Valvular heart disease, as well as a variety of septal defects and cardiac masses, can be detected and evaluated with CCTA. Valvular stenosis is suspected based upon the presence of valvular calcification or leaflet thickening. Accurate quantification of valvular area is possible using all of the data sets from a full cardiac cycle. Peak systolic excursion is obtained and valve area can be planimetered with a valve area calculated. Bicuspid configuration of the aortic valve is easily demonstrated with CCTA. Aortic regurgitation is suggested by an incomplete approximation of the valve leaflets, but cannot be quantified by CCTA techniques. By observing the mitral valve carefully throughout the cardiac cycle detection of both prolapse and stenosis are possible. Some centers have explored the use of CCTA as a replacement for invasive angiography pre-operatively in patients preparing for valvular surgery and the results are promising. Intra-cardiac thrombi, tumors, lipomas, pericardial calcification and effusion, and prosthetic valves are also assessable with CCTA.
CCTA continues to evolve as new technological advances are made. As scanners continue to improve, the ability to non-invasively image coronary anatomy will become a reality for most patients.

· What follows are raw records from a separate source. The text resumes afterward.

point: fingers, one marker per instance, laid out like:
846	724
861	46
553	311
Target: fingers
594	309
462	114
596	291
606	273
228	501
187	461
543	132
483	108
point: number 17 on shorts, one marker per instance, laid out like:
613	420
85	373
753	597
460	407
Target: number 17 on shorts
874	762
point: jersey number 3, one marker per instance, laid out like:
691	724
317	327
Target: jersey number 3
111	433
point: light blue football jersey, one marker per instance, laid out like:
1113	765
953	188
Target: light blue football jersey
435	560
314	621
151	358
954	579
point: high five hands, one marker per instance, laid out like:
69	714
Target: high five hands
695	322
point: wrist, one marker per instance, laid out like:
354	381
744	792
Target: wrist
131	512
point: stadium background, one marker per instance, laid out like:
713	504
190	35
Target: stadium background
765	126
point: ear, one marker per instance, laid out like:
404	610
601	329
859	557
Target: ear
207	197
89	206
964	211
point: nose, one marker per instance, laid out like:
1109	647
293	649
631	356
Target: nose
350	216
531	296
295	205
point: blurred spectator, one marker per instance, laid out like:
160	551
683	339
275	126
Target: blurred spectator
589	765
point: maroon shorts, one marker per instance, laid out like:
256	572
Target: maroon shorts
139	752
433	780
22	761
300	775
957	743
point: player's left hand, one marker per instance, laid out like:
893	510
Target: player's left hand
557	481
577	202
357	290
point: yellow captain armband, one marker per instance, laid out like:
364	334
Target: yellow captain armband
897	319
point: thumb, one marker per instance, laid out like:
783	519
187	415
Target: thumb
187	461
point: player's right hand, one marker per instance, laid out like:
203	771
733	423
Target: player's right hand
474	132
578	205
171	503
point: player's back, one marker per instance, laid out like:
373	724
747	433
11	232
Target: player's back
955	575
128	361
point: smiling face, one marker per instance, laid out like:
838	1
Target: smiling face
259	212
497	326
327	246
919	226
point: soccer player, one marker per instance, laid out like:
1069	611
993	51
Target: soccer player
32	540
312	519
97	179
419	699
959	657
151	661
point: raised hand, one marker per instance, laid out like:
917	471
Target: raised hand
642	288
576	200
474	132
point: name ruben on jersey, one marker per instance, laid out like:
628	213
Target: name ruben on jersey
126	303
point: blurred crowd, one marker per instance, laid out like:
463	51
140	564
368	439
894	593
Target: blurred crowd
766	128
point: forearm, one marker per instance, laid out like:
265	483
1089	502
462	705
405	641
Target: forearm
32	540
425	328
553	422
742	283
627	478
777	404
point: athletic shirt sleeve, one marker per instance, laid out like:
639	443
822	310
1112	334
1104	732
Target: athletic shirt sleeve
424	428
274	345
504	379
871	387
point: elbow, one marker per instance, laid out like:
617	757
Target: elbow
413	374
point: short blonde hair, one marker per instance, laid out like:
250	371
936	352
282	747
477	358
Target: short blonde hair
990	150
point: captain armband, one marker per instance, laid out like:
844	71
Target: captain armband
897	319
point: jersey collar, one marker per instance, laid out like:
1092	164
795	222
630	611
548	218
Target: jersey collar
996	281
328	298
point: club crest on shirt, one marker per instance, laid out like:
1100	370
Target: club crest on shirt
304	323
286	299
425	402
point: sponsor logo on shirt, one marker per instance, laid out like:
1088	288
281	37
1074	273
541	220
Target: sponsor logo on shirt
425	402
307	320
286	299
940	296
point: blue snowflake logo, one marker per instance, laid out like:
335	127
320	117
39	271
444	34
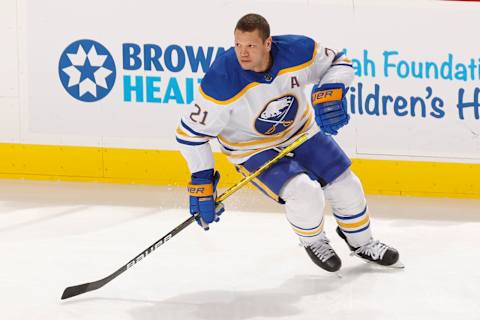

Already a large number of patients can use this modality as their diagnostic entry point for evaluation of possible angina. While not a universal replacement for invasive angiography, CCTA is certainly an alternative for selected patients. CCTA also provides a diagnostic alternative for a wide variety of non-coronary pathologic conditions.With rapid technological advances in CT, the widespread use of this technology in a more general patient population is on the horizon.